The opinion of the court was delivered by: Mary A. McLAUGHLIN, J.


AND NOW, this 27th day of June, 2011, upon consideration of Defendants' Motion to Dismiss (Docket No. 13), the plaintiff's memorandum in opposition, defendants' reply thereto, the Report and Recommendation of Magistrate Judge Elizabeth T. Hey (Docket No. 29), the defendants' objections thereto, and plaintiff's response to the defendants' objections, and after oral argument held on May 26, 2011, IT IS HEREBY ORDERED that the Report and Recommendation is APPROVED and ADOPTED as follows.

The defendants' motion to dismiss is granted in part and denied in part. To the extent defendants seek dismissal of a separate claim for breach of the covenant of good faith and fair dealing (fourth claim for relief), the motion is granted. However, rather than requiring amendment, the allegations in that count are incorporated into the breach of contract count.

To the extent the defendants seek dismissal of the plaintiff's claims for violation of Pennsylvania's Unfair Trade Practice and Consumer Protection Law ("UTPCPL") and fraud (second and third claims of relief), the motion is granted and these claims are dismissed because they are barred by the economic loss doctrine.

The motion is denied with respect to the breach of contract and TILA claims. As the Court reads the language of the mortgage agreement, the Court cannot say that the plaintiff cannot recover on the breach of contract claim. The title of the section is "Fire, Flood and Other Hazard Insurance." The section then goes on to discuss hazards, casualties and contingencies including fire. Arguably, this is separate from flood insurance that is discussed in the sentence starting "[b]orrower shall also insure all improvements on the Property, whether now in existence or subsequently erected, against loss by floods to the extent required by the Secretary."

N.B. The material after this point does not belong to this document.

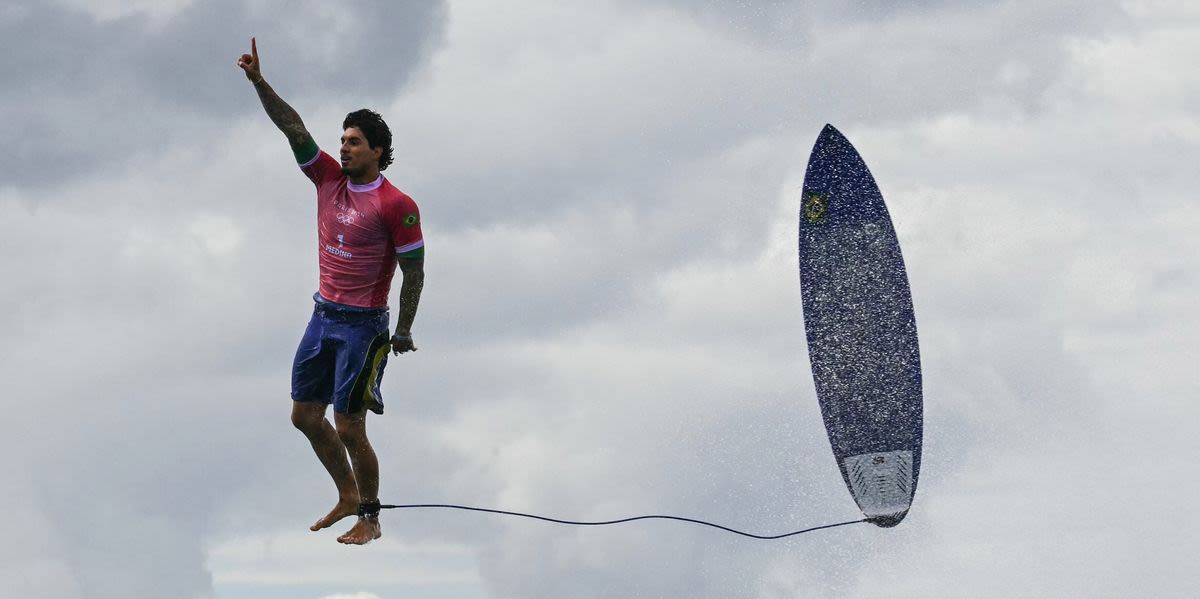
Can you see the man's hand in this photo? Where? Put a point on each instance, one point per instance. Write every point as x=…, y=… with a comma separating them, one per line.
x=401, y=343
x=249, y=63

What is required by the Secretary is insurance "in an amount at least equal to either the outstanding balance of the mortgage, less estimated land costs, or the maximum amount of the NFIP insurance available with respect to the property improvements, whichever is less." The Court agrees with the defendants that the outstanding principle balance of the loan is the minimum, not maximum under the HUD regulations. However, one could interpret to the extent "required" by the Secretary to refer to the minimum, which would be the outstanding balance of the loan.

The Court was informed at oral argument that the language at issue is from an FHA form that is required for all FHA loans. The Court was also told that FEMA recommends that lenders require full replacement value when lending in a flood plain area. It does seem incongruous that a lender would not be able to following FEMA's recommendation in connection with an FHA loan. However, none of this was briefed by the parties and the Court is reluctant to make any conclusive decision on this point.

Although the Court is skeptical of a TILA claim even if there is a breach of contract claim, the Court will not dismiss the TILA claim at this point.

The parties are hereby ordered to send a letter to the Court on or before July 8, 2011, explaining to the Court how the parties would like to proceed with the litigation at this point. Do the parties want to move to the class certification stage or do they want to submit cross-motions for summary judgment on the breach of contract claim?